掲載日 : [2019-01-17] 照会数 : 7506
朝鮮通信使 善隣友好の径路を歩く<16>大阪から京へ(八軒家浜船着場、大阪城、唐人雁木旧趾、耳塚)
[ 八軒家浜船着場 天満橋(大阪) ] [ 桂川 納所町周辺(京都) ] [ 「唐人雁木旧跡」納所町(京都) ] [ 朝鮮から戦勝の証として持ち帰った耳や鼻を埋めた「耳塚」 ]
淀に上陸する船団を提灯で歓迎
桜が満開になる季節、大川(旧淀川)の左岸に設けられた八軒家浜(はちけんやはま)船着場を取材した。
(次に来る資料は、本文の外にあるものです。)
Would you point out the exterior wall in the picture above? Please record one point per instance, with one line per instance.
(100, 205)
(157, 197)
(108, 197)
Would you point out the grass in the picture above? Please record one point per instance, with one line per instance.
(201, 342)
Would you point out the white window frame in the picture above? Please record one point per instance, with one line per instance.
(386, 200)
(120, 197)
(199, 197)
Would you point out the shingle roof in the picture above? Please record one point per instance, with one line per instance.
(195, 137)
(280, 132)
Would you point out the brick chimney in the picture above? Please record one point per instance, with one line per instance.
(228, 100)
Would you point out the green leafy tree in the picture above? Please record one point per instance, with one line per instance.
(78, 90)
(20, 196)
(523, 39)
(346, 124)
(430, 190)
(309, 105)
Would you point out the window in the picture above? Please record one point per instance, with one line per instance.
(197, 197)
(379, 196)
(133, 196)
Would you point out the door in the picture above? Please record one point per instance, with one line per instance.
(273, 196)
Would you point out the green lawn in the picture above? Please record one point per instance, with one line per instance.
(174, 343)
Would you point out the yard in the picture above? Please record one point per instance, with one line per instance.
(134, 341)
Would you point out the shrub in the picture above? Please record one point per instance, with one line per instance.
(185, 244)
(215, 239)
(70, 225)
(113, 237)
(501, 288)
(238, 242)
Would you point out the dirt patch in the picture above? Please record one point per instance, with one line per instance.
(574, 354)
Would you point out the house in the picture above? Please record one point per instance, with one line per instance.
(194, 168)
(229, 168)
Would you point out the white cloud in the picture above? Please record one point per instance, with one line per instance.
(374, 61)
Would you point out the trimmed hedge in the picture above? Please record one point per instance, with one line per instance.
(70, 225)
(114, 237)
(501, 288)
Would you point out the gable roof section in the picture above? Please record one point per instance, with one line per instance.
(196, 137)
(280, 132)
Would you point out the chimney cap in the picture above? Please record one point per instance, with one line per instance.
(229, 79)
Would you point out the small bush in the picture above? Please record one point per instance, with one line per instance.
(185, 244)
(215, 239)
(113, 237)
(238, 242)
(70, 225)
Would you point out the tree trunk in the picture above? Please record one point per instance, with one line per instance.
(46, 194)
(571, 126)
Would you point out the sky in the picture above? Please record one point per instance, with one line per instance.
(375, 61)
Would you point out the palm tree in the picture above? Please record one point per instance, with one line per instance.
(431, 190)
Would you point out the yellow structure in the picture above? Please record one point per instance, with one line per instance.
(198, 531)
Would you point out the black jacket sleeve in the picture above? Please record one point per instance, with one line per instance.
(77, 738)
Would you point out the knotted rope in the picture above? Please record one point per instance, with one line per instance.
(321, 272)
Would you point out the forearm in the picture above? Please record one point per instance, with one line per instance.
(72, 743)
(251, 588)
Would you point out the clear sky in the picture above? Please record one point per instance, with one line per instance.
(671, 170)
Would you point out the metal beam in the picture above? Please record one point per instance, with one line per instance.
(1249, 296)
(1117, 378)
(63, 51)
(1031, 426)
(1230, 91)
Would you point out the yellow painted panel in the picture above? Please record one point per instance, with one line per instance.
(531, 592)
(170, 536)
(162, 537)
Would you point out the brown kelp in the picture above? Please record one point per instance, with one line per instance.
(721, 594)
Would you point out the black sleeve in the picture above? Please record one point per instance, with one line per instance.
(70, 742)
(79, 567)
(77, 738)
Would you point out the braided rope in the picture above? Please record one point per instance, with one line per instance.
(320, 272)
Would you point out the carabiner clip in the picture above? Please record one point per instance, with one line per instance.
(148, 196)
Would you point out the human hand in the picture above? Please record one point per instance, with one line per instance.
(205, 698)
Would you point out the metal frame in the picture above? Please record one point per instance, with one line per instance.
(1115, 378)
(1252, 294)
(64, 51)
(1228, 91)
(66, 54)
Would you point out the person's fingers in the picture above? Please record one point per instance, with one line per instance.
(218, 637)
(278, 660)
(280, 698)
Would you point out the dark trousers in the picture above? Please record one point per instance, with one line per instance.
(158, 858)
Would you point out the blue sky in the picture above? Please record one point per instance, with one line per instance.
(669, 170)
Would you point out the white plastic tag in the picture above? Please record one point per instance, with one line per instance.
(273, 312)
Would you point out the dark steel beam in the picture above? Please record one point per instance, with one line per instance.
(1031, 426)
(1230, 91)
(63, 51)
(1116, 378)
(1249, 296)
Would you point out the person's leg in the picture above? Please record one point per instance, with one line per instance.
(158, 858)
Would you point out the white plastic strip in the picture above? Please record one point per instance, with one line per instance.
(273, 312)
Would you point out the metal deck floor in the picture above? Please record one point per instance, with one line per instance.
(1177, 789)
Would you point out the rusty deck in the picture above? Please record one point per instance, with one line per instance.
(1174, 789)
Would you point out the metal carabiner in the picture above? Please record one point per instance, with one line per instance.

朝鮮通信使は御船蔵(三軒家・大正区)に大船を停泊させて、河川のみで使用する大名御用達「川御座船(かわござぶね)」に乗り換え、大坂の船着場から京に向かった。
大川沿いを天満橋の方角に歩いていると、ビルの谷間から豊臣秀吉が建立した大阪城が見えた。
秀吉は朝鮮に兵を出して侵略しようとした文禄・慶長の役。この戦いで隣国に多大な被害をもたらした。またそのとき豊臣軍は、敵の首を取る代わりに耳や鼻を削ぎ落とし戦勝の証とした。京都市東山区の豊国神社門前にはその証を埋め供養するため、秀吉は1597年に「耳塚」を築造した。
朝鮮通信使一行は、どのような思いで大阪城を眺めてたであろうか?
淀川を逆上って伏見に入った朝鮮通信使は、淀城下に上陸した。現在の地名でいうと納所(のうそ)町である。
現在は交通量の激しい場所となってしまったが、その道路の脇に船着場があったことを記す石標「唐人雁木(とうじんがんぎ)旧趾」が立っていた。
朝鮮通信使が1748年に淀に上陸したときの船団図「朝鮮聘礼使淀城着来図(ちょうせんへいれいしよどじょうちゃくらいず)」(淀藩の藩主渡辺守業筆)。
淀城を中央に配置した俯瞰図である。その構成は、木津川を何隻もの朝鮮通信使の川御座船が旗をなびかせて進む。それらの行列の様子に歓迎の幕や提灯。大勢の見物客も描かれていた。食材などが用意された建物「下行所」付近から鶏が逃げだしたのか、それを追い掛ける通信使などが描かれている。その絵図から両国の友好の姿が伝わってきた。
朝鮮通信使は、このあと鳥羽街道を北に進み実相寺で休憩。正使、副使、従事官の三使以下、衣冠を改め京入りに備えたのであった。
大阪と京都を結ぶ船路は、1910年に京阪電鉄が開通したことや、道路網の充実などで1962年に水上交通はいったん消えたが、最近では淀川の歴史に興味を持つ人たちが増え、これまでは枚方の船着場までだったのが、伏見まで延長する復活プロジェクト「淀川三十石船」が始動した。